Ali se souvient de ses cinq années d’études universitaires à Madagascar, de ses années d’enseignant en physique-chimie aux Comores : « Je voulais faire de la chimie pharmacocinétique (étudier le devenir d’une substance après son administration dans l’organisme, ndlr) ou cosmétique. Avec la cosmétique, j’avais le projet de transformer des plantes locales. » Trop d’arriérés d’un salaire très modeste l’ont poussé sur les routes de l’exil avec une idée : enseigner ailleurs.
En septembre?2018, il se retrouve en France et s’inscrit en parcours Didactique des Sciences expérimentales en chimie à Paris VII, mais est contraint d’abandonner pour des raisons économiques : « Je devais subvenir aux besoins de ma famille restée sur place et j’avais un loyer à payer », explique-t-il. Par le bouche à oreille, il trouve, en 2020, du travail au sein de l’entreprise La Fenêtrière, implantée à Champigny (Val-de-Marne). Un univers radicalement différent : « Tout était nouveau, mais j’étais curieux, ça ne demandait qu’un peu de calcul logique et je maîtrisais la langue », explique Ali, qui débute comme aide-menuisier et dit « avoir été accompagné collectivement ». Il commence par souder du PVC mais, rapidement, intervient sur le montage, la coupe ou le vitrage.
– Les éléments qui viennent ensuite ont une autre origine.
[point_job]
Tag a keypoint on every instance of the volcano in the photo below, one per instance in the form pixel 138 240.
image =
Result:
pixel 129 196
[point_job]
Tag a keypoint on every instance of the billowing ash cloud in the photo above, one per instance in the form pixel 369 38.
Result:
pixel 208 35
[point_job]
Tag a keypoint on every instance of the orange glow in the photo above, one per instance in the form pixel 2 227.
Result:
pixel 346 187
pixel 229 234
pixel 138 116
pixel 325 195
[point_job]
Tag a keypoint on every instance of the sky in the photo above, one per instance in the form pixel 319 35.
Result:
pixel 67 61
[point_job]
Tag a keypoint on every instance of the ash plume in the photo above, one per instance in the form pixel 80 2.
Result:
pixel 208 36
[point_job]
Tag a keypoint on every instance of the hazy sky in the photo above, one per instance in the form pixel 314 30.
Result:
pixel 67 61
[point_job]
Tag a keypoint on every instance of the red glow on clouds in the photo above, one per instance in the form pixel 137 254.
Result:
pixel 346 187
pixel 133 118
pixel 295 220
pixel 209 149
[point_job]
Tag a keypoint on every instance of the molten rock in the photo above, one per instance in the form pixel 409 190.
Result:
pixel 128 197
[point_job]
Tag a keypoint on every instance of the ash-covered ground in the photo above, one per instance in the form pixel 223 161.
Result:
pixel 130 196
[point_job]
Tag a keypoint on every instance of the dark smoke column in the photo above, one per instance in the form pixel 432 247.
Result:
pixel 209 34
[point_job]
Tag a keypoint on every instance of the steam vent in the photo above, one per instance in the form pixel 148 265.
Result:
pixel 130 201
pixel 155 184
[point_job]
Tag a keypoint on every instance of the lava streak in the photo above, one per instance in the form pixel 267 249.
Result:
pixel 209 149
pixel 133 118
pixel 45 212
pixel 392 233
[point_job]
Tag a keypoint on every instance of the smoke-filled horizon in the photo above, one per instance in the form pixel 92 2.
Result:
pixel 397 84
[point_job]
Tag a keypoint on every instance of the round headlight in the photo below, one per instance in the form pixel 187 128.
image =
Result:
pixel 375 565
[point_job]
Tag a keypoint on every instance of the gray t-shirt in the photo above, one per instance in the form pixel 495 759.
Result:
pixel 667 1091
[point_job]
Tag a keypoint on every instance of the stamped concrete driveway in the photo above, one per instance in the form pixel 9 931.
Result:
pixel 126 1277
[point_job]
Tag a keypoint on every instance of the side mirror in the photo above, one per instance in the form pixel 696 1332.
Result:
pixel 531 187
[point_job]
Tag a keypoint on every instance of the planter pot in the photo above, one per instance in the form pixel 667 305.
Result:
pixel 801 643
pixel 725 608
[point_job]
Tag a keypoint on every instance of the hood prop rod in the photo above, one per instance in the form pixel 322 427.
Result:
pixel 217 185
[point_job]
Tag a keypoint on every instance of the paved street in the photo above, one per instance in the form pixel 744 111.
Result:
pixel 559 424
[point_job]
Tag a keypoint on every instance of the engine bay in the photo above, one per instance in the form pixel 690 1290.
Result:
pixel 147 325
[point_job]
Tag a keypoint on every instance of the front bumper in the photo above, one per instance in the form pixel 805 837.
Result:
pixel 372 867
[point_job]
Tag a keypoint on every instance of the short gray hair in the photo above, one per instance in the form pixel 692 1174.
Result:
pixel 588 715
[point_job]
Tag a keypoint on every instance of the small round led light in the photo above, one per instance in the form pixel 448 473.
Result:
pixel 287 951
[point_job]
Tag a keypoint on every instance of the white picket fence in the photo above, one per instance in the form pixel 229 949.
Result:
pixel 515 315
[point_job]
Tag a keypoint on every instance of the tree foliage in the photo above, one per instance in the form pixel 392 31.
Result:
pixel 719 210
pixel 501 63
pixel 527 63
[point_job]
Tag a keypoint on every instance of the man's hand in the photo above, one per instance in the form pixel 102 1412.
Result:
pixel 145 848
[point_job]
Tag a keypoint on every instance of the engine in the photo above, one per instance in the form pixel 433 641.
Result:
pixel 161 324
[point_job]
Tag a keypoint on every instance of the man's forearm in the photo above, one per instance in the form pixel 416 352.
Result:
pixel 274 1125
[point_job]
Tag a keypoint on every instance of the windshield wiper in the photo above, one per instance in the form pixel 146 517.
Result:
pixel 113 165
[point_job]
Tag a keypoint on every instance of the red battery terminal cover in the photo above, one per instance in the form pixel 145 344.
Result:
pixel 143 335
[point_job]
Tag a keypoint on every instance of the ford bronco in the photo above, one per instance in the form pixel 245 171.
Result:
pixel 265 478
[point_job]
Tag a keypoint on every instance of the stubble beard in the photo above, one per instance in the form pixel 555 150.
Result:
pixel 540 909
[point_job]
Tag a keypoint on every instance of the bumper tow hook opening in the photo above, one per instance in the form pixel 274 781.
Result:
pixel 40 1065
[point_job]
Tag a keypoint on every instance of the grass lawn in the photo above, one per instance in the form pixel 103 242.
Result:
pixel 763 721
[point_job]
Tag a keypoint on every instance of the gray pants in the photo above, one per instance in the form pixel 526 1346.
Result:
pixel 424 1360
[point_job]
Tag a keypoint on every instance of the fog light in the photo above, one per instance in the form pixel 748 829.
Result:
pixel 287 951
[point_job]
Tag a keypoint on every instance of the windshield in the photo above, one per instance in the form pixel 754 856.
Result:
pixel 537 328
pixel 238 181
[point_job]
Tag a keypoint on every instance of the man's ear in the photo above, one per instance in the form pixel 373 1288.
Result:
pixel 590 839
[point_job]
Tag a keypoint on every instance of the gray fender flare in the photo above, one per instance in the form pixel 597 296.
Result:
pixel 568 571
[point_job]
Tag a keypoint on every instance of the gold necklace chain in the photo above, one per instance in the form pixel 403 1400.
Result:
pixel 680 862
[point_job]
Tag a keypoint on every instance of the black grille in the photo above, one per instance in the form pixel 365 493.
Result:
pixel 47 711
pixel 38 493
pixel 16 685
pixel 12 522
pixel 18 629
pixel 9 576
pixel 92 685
Catherine Guerniou, PDG de La Fenêtrière et responsable environnement à la FFB, l’a accueilli mais aussi soutenu face à l’adversité : « On ne quitte jamais son pays par plaisir, lance-telle. Pendant huit mois, Ali avait une OQTF (Obligation de Quitter le Territoire Français) au-dessus de sa tête. On ne se lève pas de la même manière tous les matins avec cette menace. En décembre?2021, je l’ai accompagné au tribunal parce que si, en tant qu’employeur, je paie des charges, lui aussi contribue à la solidarité nationale. Ce fut une épreuve pour Ali, pour l’équipe, pour nous tous. S’il fallait le refaire, je n’hésiterai pas. »
L’entreprise a mis en place une Action de formation en situation de travail et Ali a appris les techniques « maison ». En 2022, l’aide-menuisier est devenu menuisier et se dit satisfait de sa polyvalence. Lui, pour qui l’activité de menuiserie a constitué une planche de salut, comprend mal le peu d’attrait du secteur auprès des jeunes, qui « ne perçoivent que le côté physique et pas celui du savoir-faire ». Même si, de temps à autre, à 36 ans, l’idée de finaliser un jour sa soutenance universitaire lui traverse l’esprit, désormais, Ali, délégué du personnel et membre titulaire au CSE, « aime la menuiserie ». Une richesse pour la filière.